NOT FOR RELEASE, PUBLICATION OR DISTRIBUTION, DIRECTLY OR INDIRECTLY, IN WHOLE OR IN PART IN, INTO OR FROM ANY JURISDICTION WHERE TO DO SO WOULD CONSTITUTE A VIOLATION OF THE RELEVANT LAWS OR REGULATIONS OF SUCH JURISDICTION.
THIS IS AN ANNOUNCEMENT FALLING UNDER RULE 2.10 OF THE CITY CODE ON TAKEOVERS AND MERGERS (THE "CODE").
For immediate release
2 April 2025
Foresight Group LLP
Update on Irrevocable Undertaking
On 17 March 2025, the Board of Harmony Energy Income Trust plc ("HEIT" or the "Company") and Foresight Group LLP, on behalf of one or more funds managed by Foresight Group LLP and its affiliates ("Foresight") announced that they had reached agreement on the financial terms of a potential acquisition of the entire share capital of HEIT by Foresight (the "Possible Cash Offer").
As set out in that announcement, Foresight had received an irrevocable undertaking from Harmony Energy Limited to vote, or procure a vote, in favour of a firm offer at a price consistent with the Possible Cash Offer in respect of a total of 27,338,696 HEIT shares representing, in aggregate, approximately 12.04% of the issued ordinary share capital of HEIT on the last business day before the date of the announcement (the "Irrevocable Undertaking").

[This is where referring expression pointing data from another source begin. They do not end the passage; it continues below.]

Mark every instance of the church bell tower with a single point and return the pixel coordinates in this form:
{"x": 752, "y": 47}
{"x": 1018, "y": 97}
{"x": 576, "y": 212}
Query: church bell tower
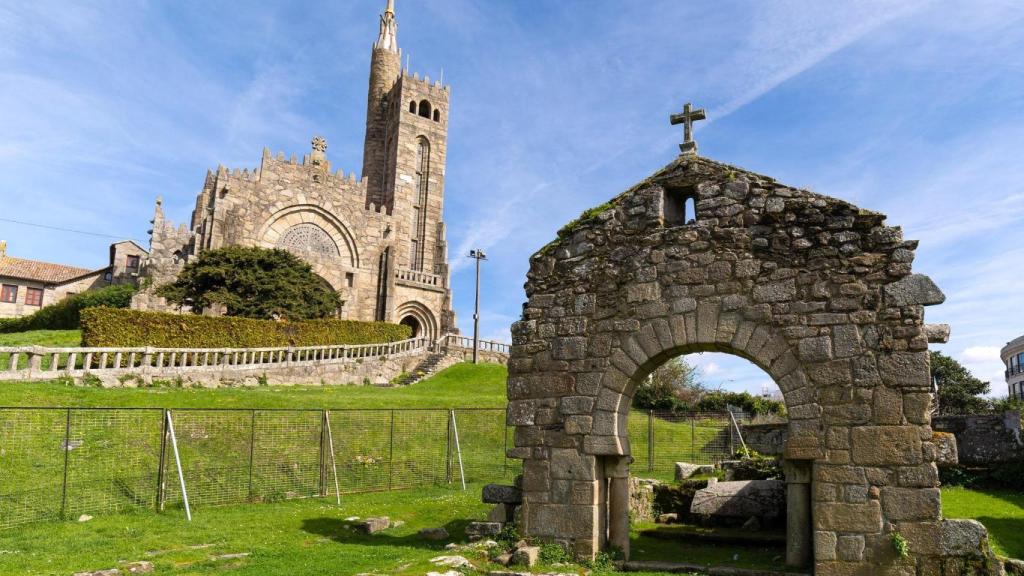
{"x": 403, "y": 162}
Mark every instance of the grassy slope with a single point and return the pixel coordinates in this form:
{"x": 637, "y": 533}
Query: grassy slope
{"x": 60, "y": 338}
{"x": 463, "y": 385}
{"x": 1000, "y": 510}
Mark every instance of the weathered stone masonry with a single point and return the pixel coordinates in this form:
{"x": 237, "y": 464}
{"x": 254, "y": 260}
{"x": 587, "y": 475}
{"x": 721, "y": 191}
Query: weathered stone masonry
{"x": 813, "y": 290}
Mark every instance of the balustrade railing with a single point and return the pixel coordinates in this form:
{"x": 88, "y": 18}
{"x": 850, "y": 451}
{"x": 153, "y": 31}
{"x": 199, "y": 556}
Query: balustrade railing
{"x": 418, "y": 277}
{"x": 19, "y": 362}
{"x": 483, "y": 345}
{"x": 33, "y": 362}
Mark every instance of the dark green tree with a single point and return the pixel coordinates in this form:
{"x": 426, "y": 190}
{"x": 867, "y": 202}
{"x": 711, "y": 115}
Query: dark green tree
{"x": 253, "y": 283}
{"x": 960, "y": 392}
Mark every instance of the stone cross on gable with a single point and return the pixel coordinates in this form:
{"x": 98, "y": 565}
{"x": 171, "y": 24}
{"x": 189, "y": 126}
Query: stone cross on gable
{"x": 687, "y": 118}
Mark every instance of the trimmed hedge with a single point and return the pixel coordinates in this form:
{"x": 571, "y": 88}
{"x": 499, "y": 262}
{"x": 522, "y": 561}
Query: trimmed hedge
{"x": 114, "y": 328}
{"x": 66, "y": 314}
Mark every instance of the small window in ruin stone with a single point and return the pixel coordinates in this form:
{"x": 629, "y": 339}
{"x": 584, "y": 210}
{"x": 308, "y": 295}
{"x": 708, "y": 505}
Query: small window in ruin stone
{"x": 678, "y": 206}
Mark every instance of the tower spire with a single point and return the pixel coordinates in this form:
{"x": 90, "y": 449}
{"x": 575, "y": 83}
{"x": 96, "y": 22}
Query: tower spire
{"x": 388, "y": 37}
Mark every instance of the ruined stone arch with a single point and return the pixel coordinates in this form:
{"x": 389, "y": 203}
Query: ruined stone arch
{"x": 286, "y": 220}
{"x": 421, "y": 315}
{"x": 817, "y": 292}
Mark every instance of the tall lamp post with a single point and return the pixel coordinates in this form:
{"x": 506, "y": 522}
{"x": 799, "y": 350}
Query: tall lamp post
{"x": 477, "y": 255}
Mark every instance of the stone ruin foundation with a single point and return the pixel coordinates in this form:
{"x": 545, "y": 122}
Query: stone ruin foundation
{"x": 817, "y": 292}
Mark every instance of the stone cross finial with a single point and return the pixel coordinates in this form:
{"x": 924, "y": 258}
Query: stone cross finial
{"x": 687, "y": 118}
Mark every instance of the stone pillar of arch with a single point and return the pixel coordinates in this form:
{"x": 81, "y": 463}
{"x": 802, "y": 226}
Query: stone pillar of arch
{"x": 815, "y": 291}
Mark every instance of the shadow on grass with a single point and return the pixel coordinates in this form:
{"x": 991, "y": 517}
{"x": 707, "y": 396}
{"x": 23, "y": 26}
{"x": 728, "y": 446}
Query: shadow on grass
{"x": 346, "y": 533}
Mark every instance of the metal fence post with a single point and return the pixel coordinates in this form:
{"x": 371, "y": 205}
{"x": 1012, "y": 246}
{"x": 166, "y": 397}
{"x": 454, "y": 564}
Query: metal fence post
{"x": 390, "y": 453}
{"x": 252, "y": 452}
{"x": 693, "y": 436}
{"x": 161, "y": 469}
{"x": 650, "y": 441}
{"x": 67, "y": 448}
{"x": 323, "y": 460}
{"x": 448, "y": 452}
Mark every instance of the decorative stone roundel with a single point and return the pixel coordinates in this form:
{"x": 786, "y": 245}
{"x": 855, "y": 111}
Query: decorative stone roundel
{"x": 306, "y": 238}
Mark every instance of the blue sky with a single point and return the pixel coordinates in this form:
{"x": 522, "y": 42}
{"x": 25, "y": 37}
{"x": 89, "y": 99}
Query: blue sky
{"x": 913, "y": 109}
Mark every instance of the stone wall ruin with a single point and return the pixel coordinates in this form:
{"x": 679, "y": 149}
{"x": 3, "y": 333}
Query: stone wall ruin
{"x": 813, "y": 290}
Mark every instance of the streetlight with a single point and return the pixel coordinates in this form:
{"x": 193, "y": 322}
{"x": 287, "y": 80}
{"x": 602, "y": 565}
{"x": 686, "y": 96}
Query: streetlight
{"x": 477, "y": 255}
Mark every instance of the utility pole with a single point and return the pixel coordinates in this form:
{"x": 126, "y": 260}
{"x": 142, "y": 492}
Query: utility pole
{"x": 477, "y": 255}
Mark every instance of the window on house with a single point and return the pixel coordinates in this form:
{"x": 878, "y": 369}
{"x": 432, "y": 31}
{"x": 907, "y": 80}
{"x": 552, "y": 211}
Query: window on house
{"x": 34, "y": 296}
{"x": 678, "y": 206}
{"x": 9, "y": 293}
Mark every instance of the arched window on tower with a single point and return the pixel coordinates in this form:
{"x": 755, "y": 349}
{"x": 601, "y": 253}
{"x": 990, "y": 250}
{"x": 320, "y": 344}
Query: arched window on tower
{"x": 420, "y": 206}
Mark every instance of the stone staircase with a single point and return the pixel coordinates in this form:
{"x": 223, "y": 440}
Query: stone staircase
{"x": 433, "y": 363}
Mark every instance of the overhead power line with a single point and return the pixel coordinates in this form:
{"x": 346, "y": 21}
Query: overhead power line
{"x": 68, "y": 230}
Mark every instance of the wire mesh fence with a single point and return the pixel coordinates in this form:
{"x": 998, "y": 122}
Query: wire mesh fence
{"x": 60, "y": 462}
{"x": 659, "y": 439}
{"x": 64, "y": 462}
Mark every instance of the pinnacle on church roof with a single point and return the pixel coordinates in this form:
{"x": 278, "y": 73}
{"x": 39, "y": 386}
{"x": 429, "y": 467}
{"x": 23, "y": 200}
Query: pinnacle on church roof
{"x": 388, "y": 37}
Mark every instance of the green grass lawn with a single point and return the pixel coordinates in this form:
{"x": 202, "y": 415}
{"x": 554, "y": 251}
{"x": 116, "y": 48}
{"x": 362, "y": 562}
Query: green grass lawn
{"x": 1000, "y": 510}
{"x": 61, "y": 338}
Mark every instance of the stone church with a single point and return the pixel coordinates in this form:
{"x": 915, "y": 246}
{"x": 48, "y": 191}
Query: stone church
{"x": 379, "y": 241}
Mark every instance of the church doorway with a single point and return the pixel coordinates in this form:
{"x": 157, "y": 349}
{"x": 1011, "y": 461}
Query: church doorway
{"x": 706, "y": 429}
{"x": 414, "y": 324}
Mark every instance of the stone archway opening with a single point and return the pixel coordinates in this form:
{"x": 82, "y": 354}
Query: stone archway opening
{"x": 414, "y": 324}
{"x": 709, "y": 496}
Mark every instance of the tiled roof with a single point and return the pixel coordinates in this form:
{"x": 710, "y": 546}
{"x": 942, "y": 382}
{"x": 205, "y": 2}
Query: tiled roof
{"x": 40, "y": 272}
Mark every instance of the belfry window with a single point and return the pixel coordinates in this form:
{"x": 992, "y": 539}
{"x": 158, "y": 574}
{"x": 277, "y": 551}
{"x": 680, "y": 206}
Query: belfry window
{"x": 420, "y": 206}
{"x": 679, "y": 206}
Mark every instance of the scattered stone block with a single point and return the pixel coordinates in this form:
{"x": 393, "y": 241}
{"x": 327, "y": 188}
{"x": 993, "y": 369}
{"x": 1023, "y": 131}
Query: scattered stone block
{"x": 477, "y": 530}
{"x": 760, "y": 498}
{"x": 452, "y": 562}
{"x": 372, "y": 525}
{"x": 501, "y": 494}
{"x": 684, "y": 470}
{"x": 433, "y": 533}
{"x": 500, "y": 513}
{"x": 526, "y": 556}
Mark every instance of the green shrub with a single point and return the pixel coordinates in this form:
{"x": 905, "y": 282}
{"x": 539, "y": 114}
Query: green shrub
{"x": 755, "y": 466}
{"x": 114, "y": 327}
{"x": 66, "y": 314}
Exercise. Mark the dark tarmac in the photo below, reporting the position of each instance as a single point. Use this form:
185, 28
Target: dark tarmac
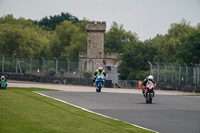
167, 113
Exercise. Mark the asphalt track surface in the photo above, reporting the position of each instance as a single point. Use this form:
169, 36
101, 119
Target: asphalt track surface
167, 113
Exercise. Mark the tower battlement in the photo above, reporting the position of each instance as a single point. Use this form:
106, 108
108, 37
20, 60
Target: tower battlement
96, 26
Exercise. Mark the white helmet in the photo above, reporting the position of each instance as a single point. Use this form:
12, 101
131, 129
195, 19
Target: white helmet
150, 77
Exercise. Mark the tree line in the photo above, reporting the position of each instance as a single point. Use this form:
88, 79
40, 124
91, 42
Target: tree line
64, 36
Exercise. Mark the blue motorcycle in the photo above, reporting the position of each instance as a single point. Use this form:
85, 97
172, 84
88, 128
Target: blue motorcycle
3, 85
99, 82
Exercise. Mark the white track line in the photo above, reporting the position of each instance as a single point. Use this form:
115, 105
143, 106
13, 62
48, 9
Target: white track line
93, 111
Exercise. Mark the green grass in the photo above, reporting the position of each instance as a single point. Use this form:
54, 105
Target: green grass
22, 111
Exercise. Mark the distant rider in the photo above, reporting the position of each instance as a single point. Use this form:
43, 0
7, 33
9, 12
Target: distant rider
149, 78
100, 70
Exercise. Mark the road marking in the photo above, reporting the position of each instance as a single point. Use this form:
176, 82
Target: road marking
93, 111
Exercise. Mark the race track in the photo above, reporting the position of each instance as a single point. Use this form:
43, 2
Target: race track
167, 114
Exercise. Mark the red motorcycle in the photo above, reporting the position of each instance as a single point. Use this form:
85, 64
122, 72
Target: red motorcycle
149, 92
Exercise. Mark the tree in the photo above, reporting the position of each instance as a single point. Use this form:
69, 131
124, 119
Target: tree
21, 37
190, 52
69, 41
134, 60
50, 23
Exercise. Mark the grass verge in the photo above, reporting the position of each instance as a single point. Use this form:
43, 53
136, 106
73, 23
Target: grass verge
23, 111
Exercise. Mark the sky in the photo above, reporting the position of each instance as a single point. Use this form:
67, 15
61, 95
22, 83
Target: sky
146, 18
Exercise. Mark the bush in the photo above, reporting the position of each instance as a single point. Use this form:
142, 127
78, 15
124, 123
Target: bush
87, 74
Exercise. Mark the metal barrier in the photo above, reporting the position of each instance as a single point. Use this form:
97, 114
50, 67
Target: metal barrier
41, 66
175, 73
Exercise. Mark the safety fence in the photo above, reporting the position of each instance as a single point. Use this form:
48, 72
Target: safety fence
42, 66
180, 73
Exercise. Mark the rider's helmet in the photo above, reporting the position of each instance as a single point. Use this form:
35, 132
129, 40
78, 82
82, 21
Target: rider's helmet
100, 69
150, 77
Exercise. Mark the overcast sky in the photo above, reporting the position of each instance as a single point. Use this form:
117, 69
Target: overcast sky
147, 18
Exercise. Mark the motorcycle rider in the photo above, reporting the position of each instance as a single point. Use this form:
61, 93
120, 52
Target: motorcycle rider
150, 77
100, 70
3, 79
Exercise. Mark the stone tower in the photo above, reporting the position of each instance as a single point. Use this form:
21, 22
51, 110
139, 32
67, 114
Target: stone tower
95, 39
95, 56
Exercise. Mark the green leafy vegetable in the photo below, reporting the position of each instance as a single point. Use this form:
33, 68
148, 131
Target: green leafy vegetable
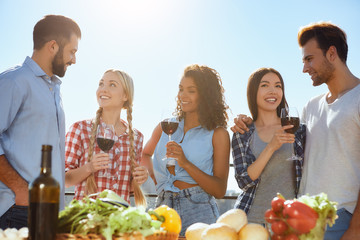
106, 218
327, 214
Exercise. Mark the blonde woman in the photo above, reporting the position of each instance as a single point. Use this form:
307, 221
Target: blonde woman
86, 166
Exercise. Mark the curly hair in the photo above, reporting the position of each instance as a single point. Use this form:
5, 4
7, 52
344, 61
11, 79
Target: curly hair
212, 107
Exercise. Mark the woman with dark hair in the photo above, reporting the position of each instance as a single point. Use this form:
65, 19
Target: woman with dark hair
261, 168
201, 147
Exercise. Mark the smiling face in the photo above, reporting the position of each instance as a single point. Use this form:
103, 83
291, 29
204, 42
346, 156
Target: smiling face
188, 95
65, 56
110, 93
270, 92
316, 64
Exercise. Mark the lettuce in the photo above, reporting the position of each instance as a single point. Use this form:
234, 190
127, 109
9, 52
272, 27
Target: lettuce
327, 214
105, 216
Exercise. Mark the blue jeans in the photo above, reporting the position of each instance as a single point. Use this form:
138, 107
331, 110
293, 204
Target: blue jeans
192, 204
14, 217
341, 225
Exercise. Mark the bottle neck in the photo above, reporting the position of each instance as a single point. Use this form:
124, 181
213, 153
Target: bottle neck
46, 163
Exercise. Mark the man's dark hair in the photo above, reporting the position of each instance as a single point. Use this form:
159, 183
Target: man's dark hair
326, 35
54, 27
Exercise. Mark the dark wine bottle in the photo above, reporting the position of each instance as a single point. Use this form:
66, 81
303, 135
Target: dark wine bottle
44, 193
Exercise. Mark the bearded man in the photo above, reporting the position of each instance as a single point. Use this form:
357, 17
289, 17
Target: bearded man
32, 115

In accordance with its terms, this Irrevocable Undertaking ceased to be binding if a firm offer announcement in respect of the Possible Cash Offer was not released by 5.00 p.m. (London time) on 31 March 2025. Accordingly, the Irrevocable Undertaking has lapsed in accordance with its terms.
This announcement is made in accordance with Rule 2.10(c) of the Code.